One can configure other security components using built-in factories the same way. It is important to remember though that the order of the factories is important as it affects the key exchange phase where the client and server decide what options to use out of each peer's reported preferences.

Starting the Server

Once we have configured the server, one need only call sshd.start();. Note: once the server is started, all of the configurations (except the port) can still be overridden while the server is running (caveat emptor). In such cases, only new clients that connect to the server after the change will be affected - with the exception of the negotiation options (keys, macs, ciphers, etc...) which take effect the next time keys are re-exchanged, that can affect live sessions and not only new ones.

Providing server-side heartbeat

The server can generate SSH_MSG_IGNORE messages towards its client sessions in order to make sure that the client does not time out on waiting for traffic if no user generated data is available. By default, this feature is disabled - however it can be enabled by invoking the setSessionHeartbeat API either on the server (for global setting) or a specific session (for targeted control of the feature).

Note: the same effect can also be achieved by setting the relevant properties documented in SessionHeartbeatController, but it is highly recommended to use the API - unless one needs to control these properties externally via -Dxxx JVM options.
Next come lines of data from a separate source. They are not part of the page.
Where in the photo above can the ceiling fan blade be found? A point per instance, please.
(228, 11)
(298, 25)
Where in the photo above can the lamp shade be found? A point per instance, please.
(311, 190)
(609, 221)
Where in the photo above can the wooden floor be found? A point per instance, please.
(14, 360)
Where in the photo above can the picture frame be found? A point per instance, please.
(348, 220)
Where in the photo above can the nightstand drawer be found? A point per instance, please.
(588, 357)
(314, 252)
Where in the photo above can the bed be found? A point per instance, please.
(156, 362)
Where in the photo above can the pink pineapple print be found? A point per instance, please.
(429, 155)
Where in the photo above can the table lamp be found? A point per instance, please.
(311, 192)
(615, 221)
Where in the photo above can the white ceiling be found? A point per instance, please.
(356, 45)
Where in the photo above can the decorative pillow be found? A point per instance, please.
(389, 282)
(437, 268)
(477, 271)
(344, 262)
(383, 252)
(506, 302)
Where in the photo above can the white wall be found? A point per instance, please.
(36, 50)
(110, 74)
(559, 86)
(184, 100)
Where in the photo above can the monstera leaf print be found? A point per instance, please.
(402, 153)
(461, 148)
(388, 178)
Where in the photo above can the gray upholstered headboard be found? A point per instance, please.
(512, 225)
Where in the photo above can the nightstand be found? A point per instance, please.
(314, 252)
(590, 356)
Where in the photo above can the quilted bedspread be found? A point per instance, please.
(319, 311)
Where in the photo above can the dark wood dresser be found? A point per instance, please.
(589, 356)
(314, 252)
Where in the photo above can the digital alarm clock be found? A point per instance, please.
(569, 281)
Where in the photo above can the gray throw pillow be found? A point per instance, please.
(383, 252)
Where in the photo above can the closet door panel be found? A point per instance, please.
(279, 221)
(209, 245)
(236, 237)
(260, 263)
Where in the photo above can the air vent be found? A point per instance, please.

If one is using the SSHD CLI code, then these options are controlled via -o ServerAliveInterval=NNNN where the value is the requested global interval in seconds. Note: any non-positive value is treated as if the feature is disabled.

In order to support customized user code for this feature, the ReservedSessionMessagesHandler can be used to implement any kind of user-defined heartbeat. Note: if the user configured such a mechanism, then the sendReservedHeartbeat method must be implemented since the default throws UnsupportedOperationException which will cause the session to be terminated the 1st time the method is invoked.